Prepping for Saturday’s game, the Dallas coach is looking forward to a normal football schedule; it won’t come until well into October. | From @ToddBrock24f7
So far this preseason, the Cowboys have lined up for a game on a Thursday night and a Friday night. They’ll play their next on Saturday night. After that, a Sunday afternoon contest before their regular season opener… on another Thursday.
Professional football is a world of routine. And coach Mike McCarthy would like for that routine to begin.
“Frankly, it’s a pain in the [expletive],” he laughed to reporters at the team complex on Friday. “You know, I never complain about more work, but it’s just a lot of shifting gears. I think we all would like to get into some form of regularity, kind of an in-season schedule. We were trying to get that done this week. I’ve never had four eight-day weeks in a row, or at least three.”

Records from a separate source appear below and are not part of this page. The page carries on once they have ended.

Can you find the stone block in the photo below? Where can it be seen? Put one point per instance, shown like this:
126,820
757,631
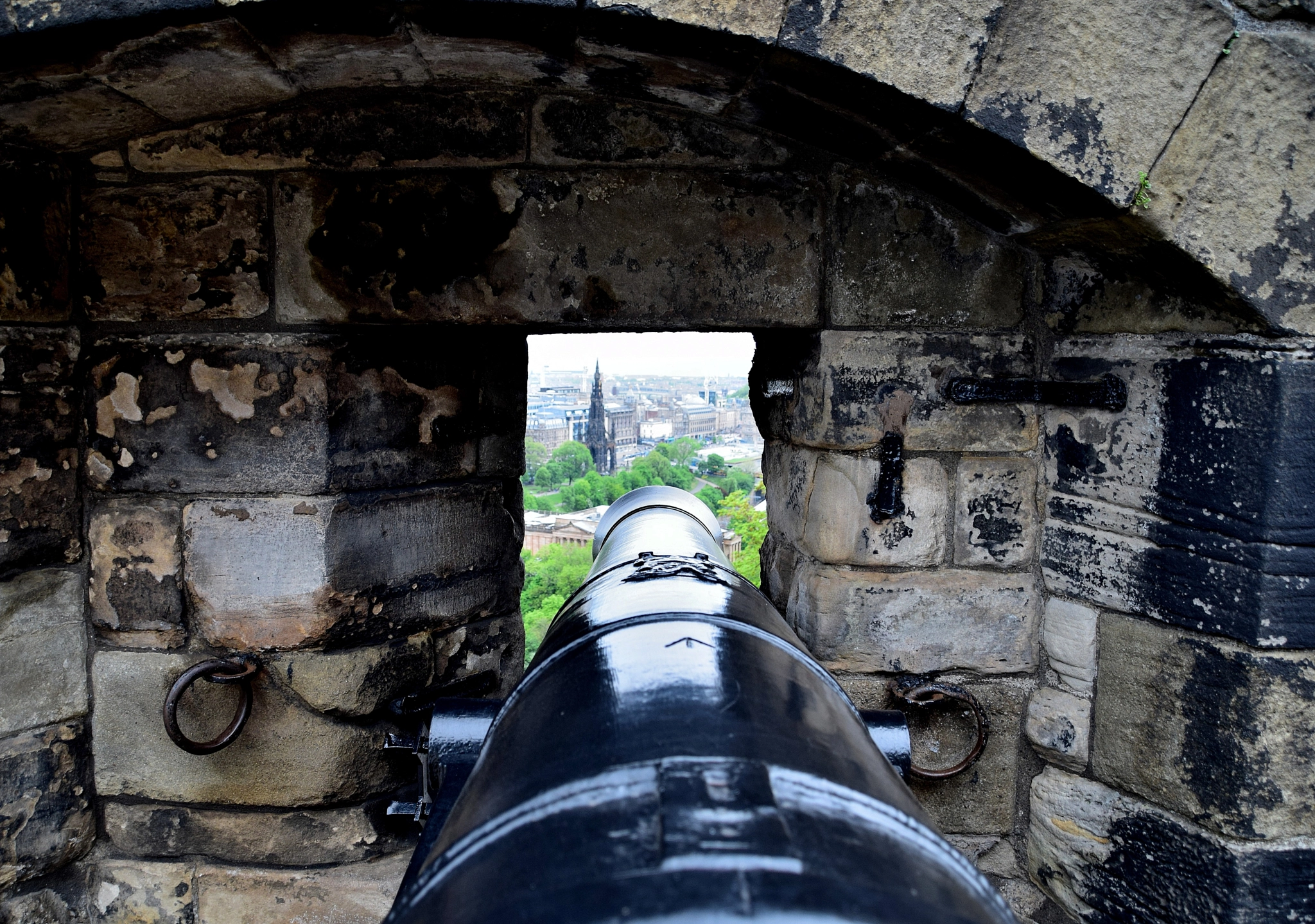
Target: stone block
409,128
1234,187
927,50
71,114
293,572
35,241
1209,729
617,248
187,73
1106,856
860,385
572,130
1051,83
1068,635
917,622
306,837
44,639
191,250
358,681
900,261
133,891
324,61
46,818
760,20
980,801
839,526
223,413
1059,726
996,521
40,518
135,568
286,756
357,893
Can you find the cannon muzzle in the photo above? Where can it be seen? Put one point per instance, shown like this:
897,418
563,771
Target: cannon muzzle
675,753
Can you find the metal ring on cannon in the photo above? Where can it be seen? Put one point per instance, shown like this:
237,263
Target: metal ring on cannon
216,670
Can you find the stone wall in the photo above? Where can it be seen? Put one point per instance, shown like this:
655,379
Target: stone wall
268,284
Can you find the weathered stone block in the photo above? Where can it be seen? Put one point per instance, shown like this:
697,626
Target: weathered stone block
613,248
357,893
133,891
996,512
175,251
1052,83
1237,184
917,622
135,570
187,73
1105,856
1209,729
311,836
46,819
300,571
227,413
40,521
900,261
71,114
322,61
1059,726
409,128
860,385
44,639
740,17
572,130
35,241
927,50
286,756
980,801
1068,634
839,526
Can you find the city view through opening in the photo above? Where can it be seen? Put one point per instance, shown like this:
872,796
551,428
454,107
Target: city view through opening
608,413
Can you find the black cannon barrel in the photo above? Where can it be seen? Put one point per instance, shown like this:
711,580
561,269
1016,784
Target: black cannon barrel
674,753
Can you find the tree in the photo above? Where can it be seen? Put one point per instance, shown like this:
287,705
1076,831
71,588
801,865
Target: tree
751,526
573,460
536,454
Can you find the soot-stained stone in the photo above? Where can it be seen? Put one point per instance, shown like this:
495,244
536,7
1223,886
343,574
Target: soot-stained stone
996,521
426,405
930,51
611,248
46,819
35,240
39,467
853,388
293,572
195,248
137,570
1108,857
917,622
187,73
406,128
1052,85
571,130
1215,731
222,413
901,261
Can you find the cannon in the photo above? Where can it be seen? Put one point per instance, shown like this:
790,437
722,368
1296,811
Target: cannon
675,753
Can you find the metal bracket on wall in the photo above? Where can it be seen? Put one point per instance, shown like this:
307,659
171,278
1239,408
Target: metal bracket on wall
1108,394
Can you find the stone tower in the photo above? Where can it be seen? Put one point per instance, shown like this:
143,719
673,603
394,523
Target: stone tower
596,437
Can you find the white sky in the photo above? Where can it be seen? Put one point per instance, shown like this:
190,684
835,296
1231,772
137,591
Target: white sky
655,354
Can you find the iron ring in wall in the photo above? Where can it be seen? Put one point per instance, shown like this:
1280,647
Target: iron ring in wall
923,692
216,672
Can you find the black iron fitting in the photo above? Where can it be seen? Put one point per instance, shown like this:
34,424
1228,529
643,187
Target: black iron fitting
1106,394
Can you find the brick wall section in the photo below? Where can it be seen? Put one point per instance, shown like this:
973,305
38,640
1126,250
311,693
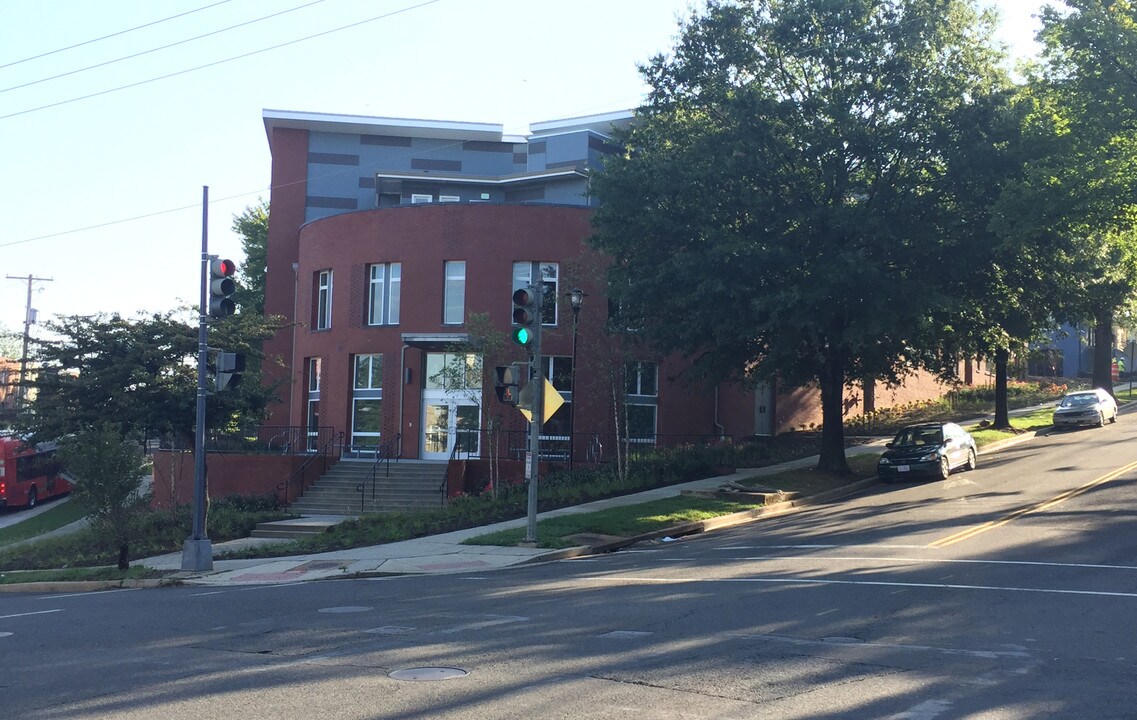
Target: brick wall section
227,474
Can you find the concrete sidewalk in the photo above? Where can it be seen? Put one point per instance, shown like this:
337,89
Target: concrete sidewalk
445,553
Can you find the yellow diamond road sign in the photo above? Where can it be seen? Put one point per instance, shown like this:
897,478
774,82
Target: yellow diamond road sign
550,402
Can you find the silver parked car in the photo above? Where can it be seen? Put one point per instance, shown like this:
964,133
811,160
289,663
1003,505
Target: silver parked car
1086,407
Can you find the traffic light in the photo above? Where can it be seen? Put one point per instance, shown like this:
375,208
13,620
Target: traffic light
221,288
230,366
526,316
505,383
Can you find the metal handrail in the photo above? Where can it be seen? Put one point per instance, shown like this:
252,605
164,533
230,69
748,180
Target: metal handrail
322,453
383,454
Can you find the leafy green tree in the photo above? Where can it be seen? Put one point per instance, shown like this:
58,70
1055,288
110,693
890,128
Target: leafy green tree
1004,284
108,472
252,226
138,373
779,192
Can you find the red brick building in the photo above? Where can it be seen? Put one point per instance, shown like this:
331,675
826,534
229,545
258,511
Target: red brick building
392,242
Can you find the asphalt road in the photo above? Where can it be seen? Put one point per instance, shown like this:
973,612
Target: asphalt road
1005,593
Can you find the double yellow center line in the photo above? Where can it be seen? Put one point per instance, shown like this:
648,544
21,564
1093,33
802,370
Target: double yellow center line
970,532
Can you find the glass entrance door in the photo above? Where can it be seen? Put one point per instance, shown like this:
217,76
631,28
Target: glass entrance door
448,423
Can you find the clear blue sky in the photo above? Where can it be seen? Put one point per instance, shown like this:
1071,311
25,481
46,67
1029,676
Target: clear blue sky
74,175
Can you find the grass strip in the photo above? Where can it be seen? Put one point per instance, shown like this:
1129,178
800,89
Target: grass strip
64,513
71,574
625,521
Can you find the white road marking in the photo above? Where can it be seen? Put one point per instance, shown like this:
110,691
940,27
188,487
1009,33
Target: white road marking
946,561
24,614
69,595
924,711
987,654
938,586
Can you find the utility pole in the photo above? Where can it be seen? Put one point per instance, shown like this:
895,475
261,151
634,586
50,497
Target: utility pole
27,328
197,552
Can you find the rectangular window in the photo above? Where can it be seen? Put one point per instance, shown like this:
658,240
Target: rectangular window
522,274
384,282
366,403
312,414
368,373
641,400
454,303
323,308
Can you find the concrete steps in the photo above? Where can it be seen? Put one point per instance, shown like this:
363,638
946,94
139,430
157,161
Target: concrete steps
412,485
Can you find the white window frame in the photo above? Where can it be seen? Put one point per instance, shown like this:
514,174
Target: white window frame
324,299
371,391
383,289
454,292
637,396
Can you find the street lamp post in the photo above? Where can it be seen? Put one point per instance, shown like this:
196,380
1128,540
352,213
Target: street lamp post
575,299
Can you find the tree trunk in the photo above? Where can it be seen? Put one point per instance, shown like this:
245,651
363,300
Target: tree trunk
1103,352
869,386
832,411
1002,410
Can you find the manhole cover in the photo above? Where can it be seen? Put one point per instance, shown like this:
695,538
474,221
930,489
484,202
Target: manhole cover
428,673
346,609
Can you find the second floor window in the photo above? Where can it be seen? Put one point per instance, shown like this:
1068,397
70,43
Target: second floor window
384,284
323,320
454,301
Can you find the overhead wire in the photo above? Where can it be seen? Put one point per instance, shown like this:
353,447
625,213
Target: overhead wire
116,34
216,63
166,47
241,195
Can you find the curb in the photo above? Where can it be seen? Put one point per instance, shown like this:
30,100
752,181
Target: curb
86,586
570,553
746,515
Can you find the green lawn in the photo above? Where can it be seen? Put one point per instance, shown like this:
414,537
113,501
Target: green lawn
71,574
555,532
624,521
64,513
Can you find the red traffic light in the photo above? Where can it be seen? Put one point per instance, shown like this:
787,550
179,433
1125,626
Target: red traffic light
524,308
222,269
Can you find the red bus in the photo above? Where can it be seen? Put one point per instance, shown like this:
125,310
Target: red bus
28,473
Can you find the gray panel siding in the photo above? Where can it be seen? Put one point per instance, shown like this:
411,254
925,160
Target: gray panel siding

At a point in camp when the coaching staff is trying to evaluate players, manage injuries, meet cut deadlines, play host to a reality-television camera crew, and still run meaningful practices, settling into any sort of workflow or rhythm is next to impossible.
The preseason games matter, at least to the guys fighting for a spot on the final roster. But McCarthy would love to be spending more time game-planning for their Week 1 opponent, the defending Super Bowl champs.
“You always would like to look ahead a little bit, start preparing for your opener in that last week,” the coach said. “That’s something we’ve done. We’ve got the new bye week before the first game. It’s different for us, playing a Thursday game. It’s just new. No excuse, but a lot of up and down. But it’s also, frankly, getting us ready because that’s the way our schedule is, too. Our regular season schedule is a little bit up and down with the travel. We won’t really get into a seven-[day] swing here for a number of weeks.”
McCarthy is right; not even making it to the regular season will put the Cowboys on a regular schedule. They’ll kick off the 2021 slate three days before the rest of the league in Florida, hit the opposite coast of the country ten days later for a Week 2 meeting in Los Angeles, and then get a long week to prep before hosting the Eagles… on a Monday night. All before the calendar even turns to October.
The first Sunday-to-Sunday stretch of normalcy for America’s Team? Not until Weeks 4 and 5.
“I guess it’s great preparation for us,” McCarthy finally admitted of the preseason’s roller-coaster scheduling. “I should be thankful.”
Football players and coaches may be creatures of habit, but the world outside the Cowboys’ bubble will be knee-deep into pumpkin spice and haunted hayrides before they can establish a true weekly routine.
Hopefully, they will have learned to thrive on the chaos by then.